Homestead, Sapirstein receive NEH fellowships

Humanities

Tiffany Lee, December 20, 2017 | View original publication

Homestead, Sapirstein receive NEH fellowships

Two University of Nebraska-Lincoln faculty have earned fellowships from the National Endowment for the Humanities, one of the most prestigious honors in the discipline.

Melissa Homestead, professor of English and program faculty of women’s and gender studies, and Philip Sapirstein, assistant professor of art history and digital humanities, and classics and religious studies, were among the 8 percent of applicants to receive NEH fellowships this year.

Homestead’s honor is through the NEH Fellowships program, which supports advanced research that is valuable to humanities scholars, general audiences or both. Sapirstein received an NEH-Mellon Fellowship for Digital Publication, a program that supports individuals pursuing research projects requiring digital expression and digital publication. It is jointly funded by NEH and The Andrew W. Mellon Foundation.

The NEH’s broader mission is to promote excellence in the humanities and communicate history lessons to the general public.

More on Nebraska’s NEH fellowship recipients and their projects:

Melissa Homestead

During her one-year fellowship, Melissa Homestead will finish writing and revising a book that aims to illuminate the relationship between famed American novelist Willa Cather and her longtime friend and partner Edith Lewis.

Homestead has been researching the pair’s creative partnership for the past 13 years, traveling to library archives and important sites across the country to unearth letters, edited typescripts, travel journals and sketchbooks that spotlight Lewis’ prominent role in developing Cather’s works.

Homestead’s findings contradict widespread perceptions of Lewis as a socially isolated lackey, a narrative she believes is driven by homophobia and a desire to elevate Cather.

“There was a real desire to give Cather a high status in literary history,” Homestead said. “If people had known she had a female domestic partner who picked up her pen and dug into the prose, it might have undermined Cather’s status.”

Yet the evidence shows that Lewis, a successful magazine editor and advertising copywriter who was born in Lincoln, Nebraska, extensively marked up Cather’s manuscripts. Many of her edits were incorporated in Cather’s final versions, a reflection of her influence.

Beyond editing, the pair’s shared life experiences provided creative inspiration for Cather’s novels. Homestead found travel logs indicating that the duo’s travels to the Southwestern United States provided the basis for “Death Comes for the Archbishop” and the central section of “The Professor’s House,” two of Cather’s well-known works.

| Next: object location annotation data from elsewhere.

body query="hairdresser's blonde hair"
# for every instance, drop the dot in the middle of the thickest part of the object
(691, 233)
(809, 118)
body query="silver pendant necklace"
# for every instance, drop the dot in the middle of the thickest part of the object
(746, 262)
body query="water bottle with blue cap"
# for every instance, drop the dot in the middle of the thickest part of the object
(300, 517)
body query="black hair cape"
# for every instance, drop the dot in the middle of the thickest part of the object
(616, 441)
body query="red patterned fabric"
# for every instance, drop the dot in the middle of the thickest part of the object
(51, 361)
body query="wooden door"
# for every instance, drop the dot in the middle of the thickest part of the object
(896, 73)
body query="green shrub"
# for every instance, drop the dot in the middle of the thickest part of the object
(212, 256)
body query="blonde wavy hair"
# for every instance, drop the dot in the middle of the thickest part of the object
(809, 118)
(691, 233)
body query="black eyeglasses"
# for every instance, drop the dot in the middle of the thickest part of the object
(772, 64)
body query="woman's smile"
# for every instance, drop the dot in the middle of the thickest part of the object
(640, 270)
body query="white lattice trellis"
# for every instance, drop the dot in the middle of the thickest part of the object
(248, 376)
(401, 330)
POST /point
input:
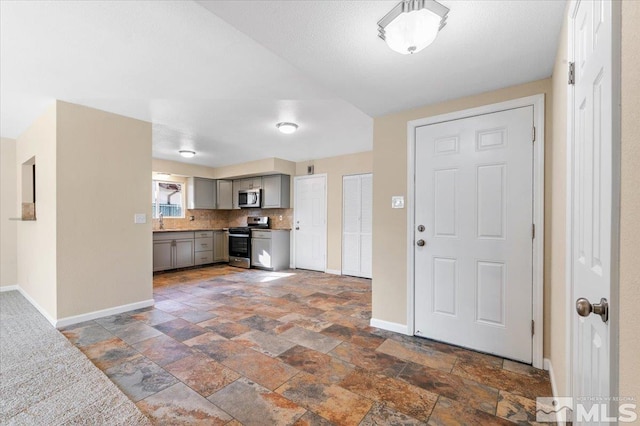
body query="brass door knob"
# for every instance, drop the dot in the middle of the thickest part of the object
(585, 308)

Homestead’s book, under contract with Oxford University Press, is due out in 2020. She is confident her work can benefit readers outside of academia.

“Cognitive scientists have demonstrated that reading fiction stimulates people’s brains and opens them to productive thinking,” she said. “The general public, not just specialists, can also benefit from reading about how people negotiated their lives in the past and how literary works came to be produced.”

Philip Sapirstein

As an NEH-Mellon fellow, architectural historian Philip Sapirstein will design an interactive virtual museum of the temple of Hera at Olympia, a monument critical to understanding early Greek architecture.

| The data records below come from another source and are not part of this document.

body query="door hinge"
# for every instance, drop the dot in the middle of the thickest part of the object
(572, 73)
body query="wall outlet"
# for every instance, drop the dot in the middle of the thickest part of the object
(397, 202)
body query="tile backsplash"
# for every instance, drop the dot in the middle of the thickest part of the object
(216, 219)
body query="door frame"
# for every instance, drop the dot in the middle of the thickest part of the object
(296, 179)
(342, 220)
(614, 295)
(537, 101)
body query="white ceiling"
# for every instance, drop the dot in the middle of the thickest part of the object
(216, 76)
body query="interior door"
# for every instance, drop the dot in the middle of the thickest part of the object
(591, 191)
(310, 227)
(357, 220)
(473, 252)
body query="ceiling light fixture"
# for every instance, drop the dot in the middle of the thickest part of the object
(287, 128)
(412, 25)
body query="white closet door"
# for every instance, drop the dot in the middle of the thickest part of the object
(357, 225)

The website culminates Sapirstein’s four years of fieldwork at the Hera temple, one of the best-preserved temples in Greece. The site will be the only modern, comprehensive architectural analysis of the temple, offering visitors three-dimensional models, publications, images, links and archival records.

It also is one of the first attempts to provide researchers, students and the public with easy access to 3-D data that is massive, detailed and difficult to load even on fast computers.

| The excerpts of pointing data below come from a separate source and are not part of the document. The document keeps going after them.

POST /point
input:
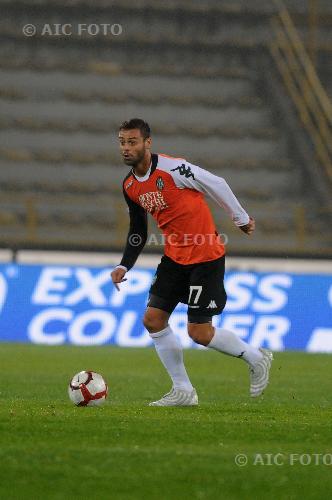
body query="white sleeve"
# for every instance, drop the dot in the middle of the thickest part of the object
(194, 177)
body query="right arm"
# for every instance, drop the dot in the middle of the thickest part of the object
(136, 239)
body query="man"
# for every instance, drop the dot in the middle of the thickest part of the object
(192, 269)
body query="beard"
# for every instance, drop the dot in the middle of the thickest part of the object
(132, 161)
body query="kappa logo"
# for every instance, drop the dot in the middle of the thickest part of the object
(152, 201)
(160, 183)
(183, 170)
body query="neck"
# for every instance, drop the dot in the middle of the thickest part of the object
(143, 166)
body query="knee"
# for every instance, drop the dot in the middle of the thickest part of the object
(201, 333)
(154, 322)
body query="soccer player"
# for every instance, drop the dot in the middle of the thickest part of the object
(192, 268)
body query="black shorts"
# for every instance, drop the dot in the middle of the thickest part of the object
(201, 286)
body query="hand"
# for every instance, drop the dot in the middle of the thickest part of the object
(117, 276)
(250, 227)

“Disseminating digital data is a common challenge for researchers working with 3-D scans of cultural heritage,” Sapirstein said. “I’m developing methods that could be adopted for exploring any historical architecture, and for other uses.”

He’s developed a “2.5-dimensional” approach that circumvents the lengthy download times and limited flexibility of full-resolution data. By converting his 3-D models to two-dimensional images that reflect different layers of the monument’s depth, visitors will be able to explore the temple, starting with the exterior and moving inward.

The website will unveil Sapirstein’s latest finding that the temple at Hera was an international collaboration among builders from across the Greek world, which is fitting given the location’s role as the birthplace of the ancient Olympic games. He said it is difficult to present new arguments like this in a traditional publication that relies on published illustrations.

“An interactive website is much better suited for enabling visitors to challenge my ideas, study the monument flexibly and answer their own questions about the temple,” he said. “This promotes academic transparency beyond what can typically be attained in print.”

The website will be associated with the university’s Center for Digital Research in the Humanities, where Sapirstein is a faculty fellow.